Lesson No. 1: Publicly questioning the motives and intentions of a woman who is seriously ill with cancer can land you in a heap of controversy.
Writer Emma Gilbey Keller and her husband, former New York Times executive editor Bill Keller, seem to have found this out over the past few days. In a successive pair of columns in different publications, the Kellers opined about the prodigious tweets of a woman named Lisa Bonchek Adams, a Stage IV breast cancer patient in New York — and both reaped a whirlwind of outrage in the process.
For months, Adams, a mother of three, has been writing about her illness in 140-character bursts — tens of thousands of tweets detailing her treatment, condition and thoughts about an illness that has spread throughout her body. Her Twitter feed, followed by more than 10,000 people, is a painful chronicle of her decline, as well as a hopeful journal of optimism in the face of advancing darkness.
The Kellers acknowledged all of that. But they went further, too.
In a column in Britain’s the Guardian headlined “Forget funeral selfies. What are the ethics of tweeting a terminal illness?,” Emma Keller questioned Adams’s copious self-disclosure and Keller’s own voyeuristic fascination with it last Wednesday: “Should there be boundaries in this kind of experience?” she wrote. “Is there such a thing as TMI? Are her tweets a grim equivalent of deathbed selfies, one step further than funeral selfies? Why am I so obsessed?”
The reaction was swift — and angry. Critical comments poured into the Guardian’s Web site (“Lisa Adams is obviously hurting, but she’s not hurting anyone else. Leave her alone,” wrote one). By Friday, Keller had taken to Twitter to defend herself against those who took offense. “It has been an overwhelming experience to be so misread to say the least!” she tweeted at one point.
But what had been a mere lively row turned darker on Monday when Keller’s column disappeared from the Guardian’s Web site.
A note posted in place of the column said the newspaper had judged it “inconsistent” with its “editorial code.” A second notice soon replaced it. “This post has been removed pending investigation,” it said.
A Guardian spokesman declined to comment on the nature of the paper’s investigation. He also said Keller was not available.
The issue, it appears, is that Keller quoted an exchange of direct messages with Adams without Adams’s knowledge or permission, a violation of journalism ethics. Keller acknowledged as much in an update to the original article: “Given her health, I could have given [Adams] advance warning about the article and should have told her that I planned to quote from our conversations. I regret not doing so.”

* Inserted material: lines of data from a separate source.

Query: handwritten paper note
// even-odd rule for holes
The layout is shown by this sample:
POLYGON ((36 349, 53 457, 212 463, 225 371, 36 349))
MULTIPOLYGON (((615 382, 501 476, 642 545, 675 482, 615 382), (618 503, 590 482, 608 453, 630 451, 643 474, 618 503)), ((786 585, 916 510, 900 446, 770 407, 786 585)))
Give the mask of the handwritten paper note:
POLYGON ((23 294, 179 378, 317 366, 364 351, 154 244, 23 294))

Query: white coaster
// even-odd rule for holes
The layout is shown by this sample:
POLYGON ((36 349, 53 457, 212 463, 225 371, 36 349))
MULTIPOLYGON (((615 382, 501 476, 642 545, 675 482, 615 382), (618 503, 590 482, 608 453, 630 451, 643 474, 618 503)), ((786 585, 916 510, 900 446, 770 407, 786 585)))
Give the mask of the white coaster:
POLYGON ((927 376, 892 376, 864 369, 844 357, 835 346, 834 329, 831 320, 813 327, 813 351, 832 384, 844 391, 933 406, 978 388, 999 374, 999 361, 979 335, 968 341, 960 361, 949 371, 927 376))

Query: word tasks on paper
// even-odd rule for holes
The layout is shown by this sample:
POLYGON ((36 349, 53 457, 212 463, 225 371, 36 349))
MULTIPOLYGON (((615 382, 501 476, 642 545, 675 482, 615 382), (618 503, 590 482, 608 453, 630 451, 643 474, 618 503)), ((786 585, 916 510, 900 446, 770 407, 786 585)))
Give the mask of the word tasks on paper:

Adams had her own take on Emma Keller’s work, tweeting to her Monday afternoon: “Many inaccuracies. I’m quite perplexed and concerned. Misses everything I’m trying to do. Stunned. Saddened.”
Undaunted by the pushback against his wife, Bill Keller weighed in with his thoughts on Adams in his Sunday New York Times column. Keller used Adams’s case to compare differing approaches to cancer treatment, contrasting her care at New York’s Sloan-Kettering Hospital to that of his father-in-law, who died of cancer in 2012 in a British hospital.
“There, more routinely than in the United States, patients are offered the option of being unplugged from everything except pain killers and allowed to slip peacefully from life,” he wrote. “His death seemed to me a humane and honorable alternative to the frantic medical trench warfare that often makes an expensive misery of death in America.”
He quoted a dean at Stanford’s medical school, Steven Goodman, who said Adams’s blog “shouldn’t be unduly praised. Equal praise is due to those who accept an inevitable fate with grace and courage.”
The column brought some complimentary comment on the Times Web site, but its own wave of rebuke as well.
Among the outraged on Twitter, New Yorker writer Susan Orlean tweeted: “I am appalled on every level by Bill Keller’s oped piece about @adamslisa. Astonishing.”
Adams herself offered this: “The main thing is that I am alive. Do not write me off and make statements about how my life ends TIL IT DOES, SIR.”
In statements to the Times’ public editor, Bill Keller defended his column and his wife’s.
“I tried to be clear in the column that I respect Lisa Adams’ choices, and I meant it,” he said. “I wish every cancer victim could have those options — to fight with all the resources of medicine, or not. . . . I think some readers have misread my point, and some – the most vociferous – seem to believe that anything short of an unqualified ‘right on, Lisa!’ is inhumane or sacrilegious,” Keller said. “But I’ve heard from readers who understood the point and found it worth grappling with.”
He also e-mailed a brief comment for this story as well: “I said my piece to our public editor, and don’t feel like repeating myself. The most perverse notion — of many — is that Emma, who has had her own double mastectomy, is somehow insensitive to cancer victims.”